Acharya Prafulla Chandra Ray
Prafulla Chandra Ray (1861-1944), also known as the "Father of Indian Chemistry", was a well-known Indian scientist and teacher who was one of the first "modern" Indian chemical researcher.
• He was first given the imperial title of CIE (Companion of the Indian Empire) by the British government, and then knighted in 1919.
• He was appointed General President of the Indian Science Congress in 1920.
• He was an outspoken rationalist who hated the caste system and other irrational social constructs. He persisted in his social reformation mission until his death.
• As a nationalist, he also wished for Bengalis to advance in the business world. He set an example by founding the Bengal Chemical and Pharmaceutical Works Pvt Ltd, a chemical company (1901).
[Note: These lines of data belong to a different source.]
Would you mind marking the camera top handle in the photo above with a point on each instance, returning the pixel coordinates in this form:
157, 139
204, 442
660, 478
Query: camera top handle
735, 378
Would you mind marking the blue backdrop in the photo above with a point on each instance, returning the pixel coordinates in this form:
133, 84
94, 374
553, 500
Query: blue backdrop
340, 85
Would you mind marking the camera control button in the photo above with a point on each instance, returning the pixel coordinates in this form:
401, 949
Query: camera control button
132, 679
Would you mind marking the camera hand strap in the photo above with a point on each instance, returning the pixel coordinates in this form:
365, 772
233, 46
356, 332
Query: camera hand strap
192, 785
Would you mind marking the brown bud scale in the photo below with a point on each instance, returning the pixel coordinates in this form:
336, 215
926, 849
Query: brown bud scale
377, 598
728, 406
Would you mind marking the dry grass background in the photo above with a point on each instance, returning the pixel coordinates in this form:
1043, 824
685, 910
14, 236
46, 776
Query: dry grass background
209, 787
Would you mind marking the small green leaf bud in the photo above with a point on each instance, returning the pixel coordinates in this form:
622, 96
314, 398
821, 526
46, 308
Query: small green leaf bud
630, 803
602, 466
• Bengal Chemicals and Pharmaceuticals Limited, based in Kolkata, is India's only public-sector manufacturer of anti-malarial drugs.
• Prafulla Chandra Ray was the author of many books, including the ‘History of Hindu Chemistry – From the Earliest Times to the Middle of the Sixteenth Century AD,' which recorded India's indigenous chemical practises from the Vedic period onwards.
• In 1896, he published a paper on the preparation of mercurous nitrite, a new stable chemical compound. It paved the way for a host of research papers on metal nitrites and hyponitrites, as well as ammonia nitrites and organic amines.

• On the 150th anniversary of his birth, the Royal Society of Chemistry dedicated its prestigious Chemical Landmark plaque to Ray, the first non-European to receive the honour.